Is it jazz? Arguably, given its tenacious open-form impulse, not to mention the syncopated rhythm and turbid harmony of "Burning Heart Inside" and the shifting five-beat patterns of "Continuing on…." But Kelly's sweeping arpeggios and reiterative left-hand accompaniments affirm a strong classical influence. His sure tempos steady the music's dreaminess, and lend something of a unifying concept. There are flickers of Lisztian romanticism in "Turbulence," Ravelian impressionism in "Removing the Veil of Illusion" and Bartókian folklore in "Magic Circle Dance."

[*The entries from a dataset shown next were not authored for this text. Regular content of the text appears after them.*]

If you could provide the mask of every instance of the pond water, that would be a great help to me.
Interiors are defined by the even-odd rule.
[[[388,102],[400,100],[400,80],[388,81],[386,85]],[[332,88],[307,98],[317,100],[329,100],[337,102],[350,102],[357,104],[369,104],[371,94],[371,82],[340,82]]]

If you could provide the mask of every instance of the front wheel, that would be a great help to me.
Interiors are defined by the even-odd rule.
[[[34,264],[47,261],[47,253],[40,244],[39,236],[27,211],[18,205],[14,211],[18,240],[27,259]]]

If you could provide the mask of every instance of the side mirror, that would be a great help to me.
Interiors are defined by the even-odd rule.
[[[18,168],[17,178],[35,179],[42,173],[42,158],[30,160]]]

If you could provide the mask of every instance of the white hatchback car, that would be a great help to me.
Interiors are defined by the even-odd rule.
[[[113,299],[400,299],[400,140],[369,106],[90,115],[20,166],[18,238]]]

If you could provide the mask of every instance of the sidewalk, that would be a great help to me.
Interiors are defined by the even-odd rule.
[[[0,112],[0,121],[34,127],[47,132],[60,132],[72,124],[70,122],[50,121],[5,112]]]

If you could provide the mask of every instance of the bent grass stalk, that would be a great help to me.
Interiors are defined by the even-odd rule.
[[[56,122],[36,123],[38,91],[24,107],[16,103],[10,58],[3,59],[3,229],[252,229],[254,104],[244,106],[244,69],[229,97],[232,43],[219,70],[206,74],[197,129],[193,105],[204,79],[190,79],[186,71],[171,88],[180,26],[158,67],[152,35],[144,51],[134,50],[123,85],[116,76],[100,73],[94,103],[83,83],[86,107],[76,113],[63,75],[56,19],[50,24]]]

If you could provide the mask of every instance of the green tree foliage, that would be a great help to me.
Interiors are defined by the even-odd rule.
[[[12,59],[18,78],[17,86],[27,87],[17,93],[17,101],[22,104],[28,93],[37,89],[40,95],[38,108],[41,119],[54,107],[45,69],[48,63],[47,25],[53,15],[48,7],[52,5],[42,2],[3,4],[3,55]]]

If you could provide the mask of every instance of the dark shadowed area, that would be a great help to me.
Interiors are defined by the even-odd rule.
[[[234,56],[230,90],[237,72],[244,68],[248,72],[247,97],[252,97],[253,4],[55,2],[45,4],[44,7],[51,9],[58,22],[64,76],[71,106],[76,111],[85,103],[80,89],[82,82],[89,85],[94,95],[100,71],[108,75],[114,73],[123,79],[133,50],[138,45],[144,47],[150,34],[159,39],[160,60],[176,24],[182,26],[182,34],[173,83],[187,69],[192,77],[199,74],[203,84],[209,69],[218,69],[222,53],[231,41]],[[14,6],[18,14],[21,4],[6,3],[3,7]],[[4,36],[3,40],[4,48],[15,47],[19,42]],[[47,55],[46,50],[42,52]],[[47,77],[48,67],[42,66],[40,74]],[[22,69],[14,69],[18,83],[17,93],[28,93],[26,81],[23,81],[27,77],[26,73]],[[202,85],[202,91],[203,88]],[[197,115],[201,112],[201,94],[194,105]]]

Kelly does keep a foot in the classical world, working with the Bang on a Can All-Stars and others, while exerting a serious influence on the local jazz scene as an assistant director of Brooklyn service organization Connection Works. His 2007 quartet disc, Duets with Ghosts, matched a fusiony edge with the sampled voices of dadaist poet François Dufrêne, Mississippi prison inmates and Kelly's own great-grandfather. Portal is far more inward, its design as rich as it is unrepeatable. Live, Kelly will start again from scratch, relying on listeners to complete what he calls "a circuit of commitment."
- David R. Adler, Time Out New York

Other quotes:

  "Pianist Daniel Kelly shows great character and depth-definitely a talent to watch."
-John Davis, Latin Jazz Club

"Daniel Kelly comes on like gangbusters and rocks, explodes chord after chord of some of the most exciting Latin Jazz piano I've heard since first seeing Eddie Palmieri years ago at the old Village Gate."
-The Jazz Zine

"The pianist wastes no time in tossing in the Latin fire that one would expect from a pianist named Valdes or Rubalcaba, rather than one named Kelly. Without exaggeration, during a glossy-jazz-magazine blindfold test, Kelly would be identified, ten times out of ten, as a native of Cuba, rather than Ohio . . . At one point, Kelly punctuates the climactic excitement of his solo with the slamming of the keyboard and serpentine lines in clave."
-Don Williamson, 52ndStreet.com

 "Gifted pianist Daniel Kelly is always a delight and his solo work is outstanding . . . topnotch . . . he performs in excellent form." 
-Lee Prosser, Jazz Review

"Daniel Kelly has an uncanny ability to get inside and around the percussive heat and deliver exciting moments on the piano." 
-Jazz Zine.com

"Daniel Kelly's composition is complex and entertaining." 
-Jazz Review.com

 "fist-pounding keyboard attack that has the crowd shouting like a revival meeting . . . masterful evocative performance!" 
-Tom Ineck, www.bermanfoundation.org

 "When pianist Daniel Kelly breaks loose with an exhilarating performance set up by the entire group, attention must be paid . . . [a] performance made possible by Kelly's finely attuned senses of touch and texture." 
 -Don Williamson, JazzReview.com

"Kelly is quite a marvel throughout, whether spitting out burning runs or flowing lyrical elegance, but nowhere does he shine more than on his original, "Momentàneo". His rich, yet slightly wintry hues reflect contemplation and beauty."